Culpa dos jornais e jornalistas que apenas seguem a agenda. Culpa dos políticos e comentadores que teimam em tapar o sol com a peneira. Alguns, os eternos candidatos a candidatos, preferem manter-se na sombra, a controlar os cordelinhos e a ganhar em grande, mesmo sendo pequenos, com os negócios privados, dos quais beneficiam graças à sua influência na esfera política.

 

É o país que temos. É a Europa onde vivemos. Temos o que merecemos?!

 

Há anos que se vota, quem vota, sem pensar. Que se vota apenas para mudar o ciclo. Mudar é bom, mas, como se tem visto desde que o 25 de Abril trouxe a Liberdade de escolha popular, com a mudança de Governo vem a mudança das políticas que deveriam ser estratégicas. A dança das cadeiras. Estamos constantemente a começar do zero.

A força de um povo só é força quando se junta a vontade popular e não quando um qualquer político chama a si a força do povo para o ajudar a cumprir a sua própria vontade.

Por que razão um Governo em Portugal só funciona com maioria?

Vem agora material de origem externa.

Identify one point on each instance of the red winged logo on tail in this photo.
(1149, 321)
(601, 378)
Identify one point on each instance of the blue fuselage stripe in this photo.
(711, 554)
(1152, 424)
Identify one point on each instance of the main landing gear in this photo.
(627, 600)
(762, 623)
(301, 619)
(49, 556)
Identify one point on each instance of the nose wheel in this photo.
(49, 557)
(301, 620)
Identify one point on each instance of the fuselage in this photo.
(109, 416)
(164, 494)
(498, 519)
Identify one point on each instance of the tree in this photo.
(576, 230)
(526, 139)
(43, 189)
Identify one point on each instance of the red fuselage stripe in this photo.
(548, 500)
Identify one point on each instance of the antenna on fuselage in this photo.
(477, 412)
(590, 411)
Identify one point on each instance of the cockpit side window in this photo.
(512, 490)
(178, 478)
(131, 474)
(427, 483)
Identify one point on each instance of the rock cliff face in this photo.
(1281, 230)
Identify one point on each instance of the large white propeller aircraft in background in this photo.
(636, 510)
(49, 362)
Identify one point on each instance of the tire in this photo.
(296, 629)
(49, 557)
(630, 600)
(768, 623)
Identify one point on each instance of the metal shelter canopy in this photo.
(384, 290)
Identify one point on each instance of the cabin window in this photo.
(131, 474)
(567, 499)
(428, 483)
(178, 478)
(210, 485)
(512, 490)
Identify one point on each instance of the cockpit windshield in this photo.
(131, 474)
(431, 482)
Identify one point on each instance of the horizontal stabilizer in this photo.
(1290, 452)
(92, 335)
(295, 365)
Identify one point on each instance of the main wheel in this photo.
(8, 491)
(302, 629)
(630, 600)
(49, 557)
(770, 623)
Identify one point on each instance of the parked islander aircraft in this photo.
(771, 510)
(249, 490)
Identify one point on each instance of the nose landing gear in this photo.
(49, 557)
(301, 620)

De que servem tantas horas de debate político quando se sabe que as medidas do Governo serão aprovadas e as da oposição chumbadas? Para que servem tantos deputados? A maioria sem voz!

 

Cabe aos eleitores, aos portugueses, exigir que a Assembleia funcione. Que sejam feitos pactos de regime em temáticas relevantes como a Educação, a Saúde, as Finanças Públicas. Pensando bem, poucas coisas ficam de fora de uma estratégia que permitiria levar o país pelo caminho do sucesso.

 

Ilusão? Talvez.

 

Vontade de mudar, com toda a certeza. Dificilmente haverá mudança com os políticos que temos. Ou melhor, com a falta de exigência que fazemos enquanto eleitores.

 

Ir para a rua manifestar contra uma medida é útil. É uma das ferramentas democráticas, mas será que não devíamos focar essas manifestações em exigências concretas? Em juntar esforços para pressionar o Governo (seja ele de que cor for) e os partidos com assento parlamentar, a chegar a consenso em determinadas matérias que consideramos cruciais para o nosso futuro, para o futuro dos nossos filhos?

 

A força de um povo só é força quando se junta a vontade popular e não quando um qualquer político chama a si a força do povo para o ajudar a cumprir a sua própria vontade. Por cá, como se tem visto, usa-se o povo para desestabilizar, criar ruído.

 

Tenho falado com muita gente sobre as eleições. A maior parte jovens que ainda não chegaram ou que estão muito perto dos 30 anos. "Ainda não pensei nisso", dizem. Copletamente desligados da vida política. "Nem vou votar", afirmam. Assusta. Pensar que temos gerações futuras a deitar por terra o que foi conseguido com o 25 de Abril. Não é novo, bem sei, mas nunca é demais lembrar que deixar de votar não é opção. Votem em branco, mas votem. E exijam dos políticos aquilo para que foram eleitos.

 

Se for mais fácil pensem como as eleições de presidência de um clube de futebol. Há vários candidatos, com o apoio de um número significativo de sócios, e um vence. Mas depois de vencer, todos se unem em torno do mesmo objetivo.

 

Depois de umas eleições, a oposição deveria respeitar o vencedor. Fazer o seu papel de controlador, evitar abusos. Mas trabalhar em conjunto. A política do "bota abaixo" só serve a quem anseia por chegar ao poder a qualquer custo.

 

E, do lado do Governo eleito, claro, a abertura para receber as ideias, as mais valias da oposição. Afinal, aqueles dois deputados de um partido menor, também representam uma fatia da população eleitora. Porque, sejamos honestos, se assim não for, o que estão lá a fazer? Se é para governar apenas com maioria, de forma a assegurar que se faz o que se quer, o que fazem lá os outros todos?

 

Entendam-se. Quanto a nós, simples povo, cabe-nos exigir este consenso.